Já no livro “Um sertanejo e o sertão – memórias” (Rio –
1976, 2ª. edição) pág. 67, o mesmo autor revela mais sobre as refeições que
fazia quando criança (final do século 19): “... além da coalhada, nas épocas de
inverno, ou da umbuzada – quando os umbuzeiros estavam carregados de frutos (a
safra do umbu – ou imbu – vai de janeiro até quase abril), o prato invariável,
no almoço, era o xerém de milho, para dar melhor sabor à carne assada na grelha
ou cozida na panela; no jantar, o feijão era obrigatório, com a farinha de
mandioca; e à noite, na ceia, quando não se servia também a coalhada ou a
umbuzada, dominava o munguzá (de milho) e o xerém com leite, ou o jerimum,
também com leite.
O queijo de coalho e o de manteiga (de fogo) era abundante nos meses em
que, no inverno, a vacaria enchia o curral.
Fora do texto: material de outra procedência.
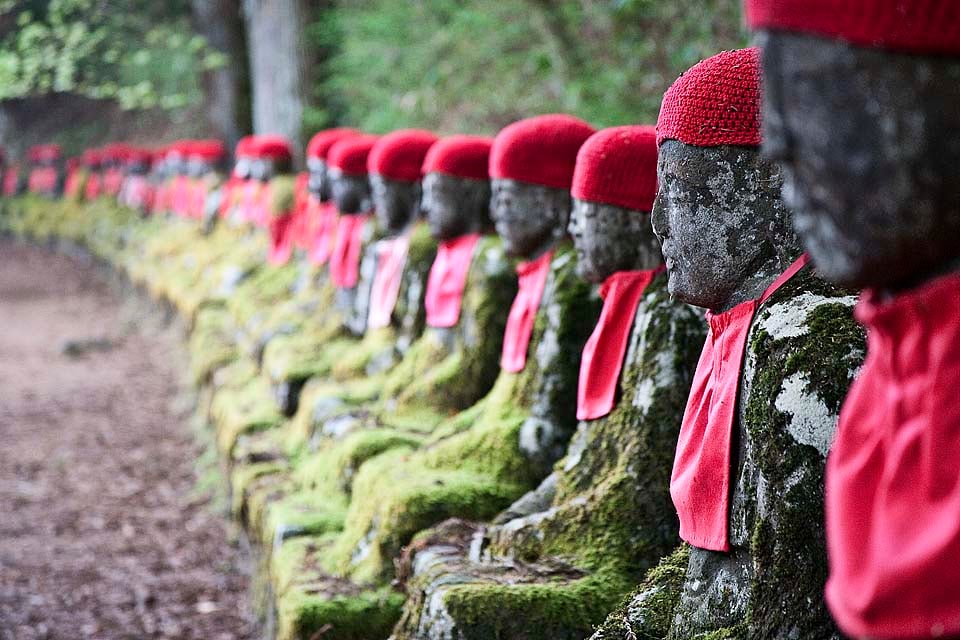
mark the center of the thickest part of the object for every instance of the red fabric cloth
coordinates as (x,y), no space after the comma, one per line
(112,181)
(198,199)
(618,166)
(447,280)
(92,190)
(10,176)
(541,150)
(532,278)
(320,143)
(700,482)
(211,151)
(350,154)
(399,155)
(72,183)
(716,102)
(345,258)
(42,180)
(892,487)
(281,240)
(250,200)
(916,26)
(460,156)
(301,195)
(322,230)
(391,258)
(139,192)
(603,353)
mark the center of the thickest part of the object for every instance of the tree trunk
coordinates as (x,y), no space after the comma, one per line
(277,65)
(227,88)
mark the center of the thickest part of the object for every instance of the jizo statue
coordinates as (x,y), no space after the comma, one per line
(782,348)
(603,516)
(861,111)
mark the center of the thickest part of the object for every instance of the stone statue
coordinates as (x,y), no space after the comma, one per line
(781,352)
(587,534)
(475,463)
(861,113)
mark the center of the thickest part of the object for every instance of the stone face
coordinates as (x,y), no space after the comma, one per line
(803,343)
(560,557)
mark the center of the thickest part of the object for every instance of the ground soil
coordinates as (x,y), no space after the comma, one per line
(104,530)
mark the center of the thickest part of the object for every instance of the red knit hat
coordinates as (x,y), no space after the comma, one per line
(208,150)
(618,166)
(271,147)
(91,157)
(540,150)
(350,154)
(460,157)
(716,102)
(909,26)
(321,142)
(399,155)
(245,146)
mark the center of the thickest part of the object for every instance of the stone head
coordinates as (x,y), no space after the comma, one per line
(317,150)
(347,171)
(395,165)
(456,186)
(531,168)
(724,231)
(867,132)
(318,182)
(614,184)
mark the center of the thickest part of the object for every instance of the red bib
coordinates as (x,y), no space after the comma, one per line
(700,483)
(10,177)
(112,181)
(532,278)
(281,240)
(138,192)
(322,230)
(603,353)
(92,190)
(892,488)
(345,259)
(447,280)
(391,257)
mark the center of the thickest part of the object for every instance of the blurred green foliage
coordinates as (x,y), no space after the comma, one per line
(141,53)
(475,65)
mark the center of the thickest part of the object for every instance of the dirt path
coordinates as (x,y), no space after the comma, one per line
(102,531)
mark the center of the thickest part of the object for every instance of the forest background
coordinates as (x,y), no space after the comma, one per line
(86,72)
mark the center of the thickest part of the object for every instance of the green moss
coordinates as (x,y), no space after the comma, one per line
(211,343)
(480,469)
(659,594)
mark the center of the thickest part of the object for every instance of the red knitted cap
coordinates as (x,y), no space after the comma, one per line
(618,166)
(909,26)
(41,152)
(540,150)
(716,102)
(91,157)
(399,154)
(321,142)
(460,157)
(208,150)
(271,147)
(245,146)
(350,154)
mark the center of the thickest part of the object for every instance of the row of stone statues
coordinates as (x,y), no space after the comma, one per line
(432,430)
A buchada, servida no segundo dia
após o sacrifício do carneiro ou do bode, era, como é ainda, a grande novidade
nos almoços sertanejos. E a panelada, que aparecia quando se abatia uma rês.
... O xerém era feito do milho quebrado num “moinho” (uma pedra redonda, puxada
por um torno, girando sobre outra); o milho do munguzá era desolhado no pilão,
no qual também era pisado o café torrado.
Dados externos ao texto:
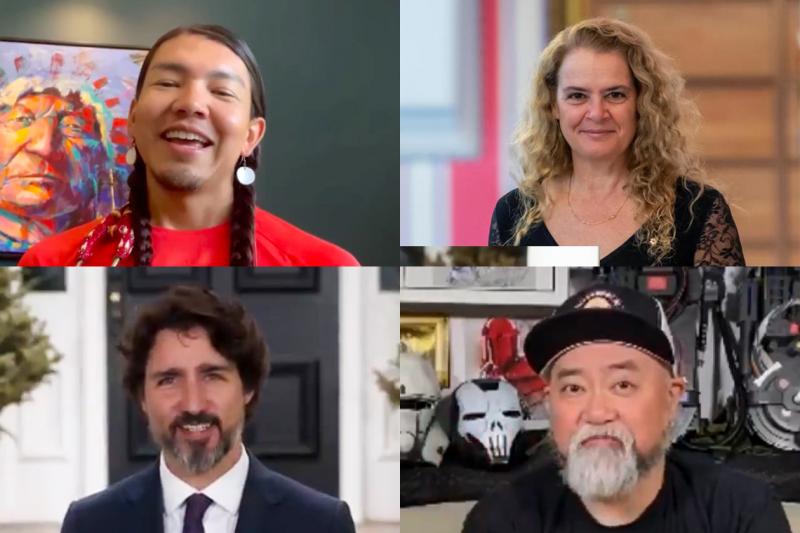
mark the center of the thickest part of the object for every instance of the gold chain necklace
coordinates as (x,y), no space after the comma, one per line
(584,222)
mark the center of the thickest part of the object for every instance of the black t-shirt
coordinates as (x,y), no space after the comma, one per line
(705,233)
(697,497)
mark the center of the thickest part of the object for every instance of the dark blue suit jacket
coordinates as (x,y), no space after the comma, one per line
(271,503)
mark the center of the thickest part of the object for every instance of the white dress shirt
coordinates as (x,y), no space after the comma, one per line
(225,491)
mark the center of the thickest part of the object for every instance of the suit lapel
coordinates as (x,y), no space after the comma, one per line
(260,501)
(147,503)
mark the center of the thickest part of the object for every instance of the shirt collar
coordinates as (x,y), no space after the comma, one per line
(226,490)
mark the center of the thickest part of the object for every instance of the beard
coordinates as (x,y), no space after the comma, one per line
(179,179)
(193,456)
(608,472)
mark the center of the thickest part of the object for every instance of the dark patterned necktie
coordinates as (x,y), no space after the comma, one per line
(196,506)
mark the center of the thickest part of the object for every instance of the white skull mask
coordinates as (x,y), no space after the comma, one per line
(489,416)
(419,392)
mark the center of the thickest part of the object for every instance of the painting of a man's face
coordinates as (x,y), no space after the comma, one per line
(50,153)
(63,136)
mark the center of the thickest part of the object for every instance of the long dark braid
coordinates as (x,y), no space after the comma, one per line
(140,214)
(244,196)
(243,220)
Para refeições avulsas... a paçoca (carne pisada com farinha), o pirão
de galo (com ovos) e a mal-assada, de ovos com a manteiga do leite da vaca. (O
fubá de milho, adocicado com rapadura, era muito apreciado na fazenda,
especialmente misturado com o leite).
Sobremesa (nem sempre): mel de rapadura ou de abelha, e, por vezes, de
engenho, vindo de alguma engenhoca de Pajeú, município de Afogados da Ingazeira
– ali próximo; e, às vezes, xerém com rapadura, ou rapadura com farinha.
Frutas... nunca! Nesse particular, o descaso entre os sertanejos naquela região
do Moxotó era absoluto. ... Os meninos – eu inclusive – recorriam às frutas
silvestres, algumas saborosas: a quixaba, a pitomba, o umbu, o jatobá, o juá, o
araçá.”
O “Diccionario Topographico, estatistico e historico da
Provincia de Pernambuco" (Recife, 1863, páginas 117/118, disponível na web
em http://tinyurl.com/3wmec75 ), de Manoel da Costa Honorato, mostra que
Pernambuco produzia [1863!], entre outras coisas,”cana de açúcar (muitas espécies),
milho, feijão, arroz, batata doce e aguada, inhame, café, couve, quiabo,
jerimum, maxixe, coentro, tomate, cebolinha, alface, ananás, araçá, cajá,
goiaba, caju, figo, uva, jaca, laranja, manga, abóbora de doce, amoreira da
mata, araticum, bacupari, bamboré, batinga, camboim, camuçá, cruanha, cruiri,
cupiúba, gargamba, giriquitá, gindiroba, guajeru, imbuzeiro, jaboticaba,
mangabeira, mapurunga, marmelo do mato, maçaranduba, murta, oiti, oiti-coró,
oiti-triba, perruxo, pitanga, pitiá, pitomba, pinha, sapoti, maracujá e uma
infinidade de frutas que se torna enfadonho mencionar".
Como se vê nestes importantes relatos, depois destas
centenas de anos já vividos pelos nossos ascendentes, a tradição dos usos e
costumes do nosso povo se aperfeiçoa. Embasados na criação do gado, o ponto de
partida da nossa colonização, temos a consciência daquele vigoroso ciclo que
hoje se apresenta em nosso modo de ser, de viver.
A gastronomia sertaneja, as vaquejadas, nossos cantos e
encantos são bem melhor compreendidos com esta exposição do passado.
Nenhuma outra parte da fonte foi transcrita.